Again, calling on Nova guides we headed out for more adventures. This time however, we rented ATVs. These are some serious off-road quads. They are designed for touring and rugged trails, not so much driving fast and making fast turns. They were perfect for us seeing as we had very little experience in this department.
The kids both had some reservations at first but as soon as they started getting the gear on they were giggling and ready to go.
For the first part leg of the ride, we didn’t know that the kids were allowed to ride in front of us, so they rode behind us in the “King Seat.” Once they moved to the front seat and could see better, they had much more fun.
We rode almost to the top of Resolution Mountain (11,604 ft.) with a guide. The views are breath-taking to put it mildly. From where we were, we could look across the valley and see Mt. Elbert, the tallest peak in the Colorado Rockies and Mt. Massive ( the largest single rock in Rockies).
We had so much fun on this adventure, that we booked for the following day as well. On the second tour, we went up the East Fork. From this side of the valley, we could look down and see the remains of a military training site that was used in World War I. All that remains are some building foundations and some of the shooting range structures. We learned about the military history of the valley and about Aspen trees.

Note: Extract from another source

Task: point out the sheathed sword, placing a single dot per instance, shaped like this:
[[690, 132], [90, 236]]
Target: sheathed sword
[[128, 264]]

On this day, the kids were most interested in the puddles that had been created by the rains the previous night. Did I mention it’s monsoon season in Colorado. Since it was just us and an older couple, the tour guide let us play around a bit. He even took pictures for us.
This was a series of three or four very large puddles. The deepest, came to the top of the foot rest on the machines. Andrew and Ethan hit the puddles hard and fast, resulting in giant splashes, wet legs, and big smiles. The splashing puddle of Andrew and Ethan is the only one where you can actually see Ethan. In all the others, the mud is too high and thick to see him. Maya and I did not go through quite as fast, but we still made a huge splash. We put our feet up on the front of the machine so we would not get wet. Both kids loved this and thought it was hilarious to be playing in the mud.
It rained several of the evenings we were there. Just after three thirty, four o’clockish, the clouds would roll in and the thunder and lightening would start. We had to get out of the pool two of the nights due to the lightening. Since they did not have air conditioners (Who needs it up there?) we had the windows open for most of the day. When the rain would start we would just sit and listen to the big drops fall to the ground as the thunder rolled through echoing off the the mountains. The air was so fresh and clean.
On the last night, it stayed cool and clear for us. We walked over to the base of the ski area and ate on the patio of an elegant restaurant. Then headed to the bonfire area and made s’mores. Maya and Ethan made friends and spent the evening running and playing in the mountain air.
We made the drive home all in one day. I was so impressed with the kids. The played their Leapsters and watched movies. I don’t think they fought at all. It poured rain and flashed lightening relentlessly from Hayes, Kansas all the way through to Arkansas. In total, Andrew drove about nine of the fourteen hours is crazy storms. At one point, Maya was counting lightening strikes. After about 10 minutes, she lost count at one-hundred and twenty. Andrew and I dialed into Pandora and sung along with the oldies for most of the drive.
When all was said and done, we spent had spent days driving, laughing, singing, swimming, and adventuring together. This turned out to be just what we needed to regain perspective and prepare us for whatever comes next. I think we made memories that none of us will soon forget.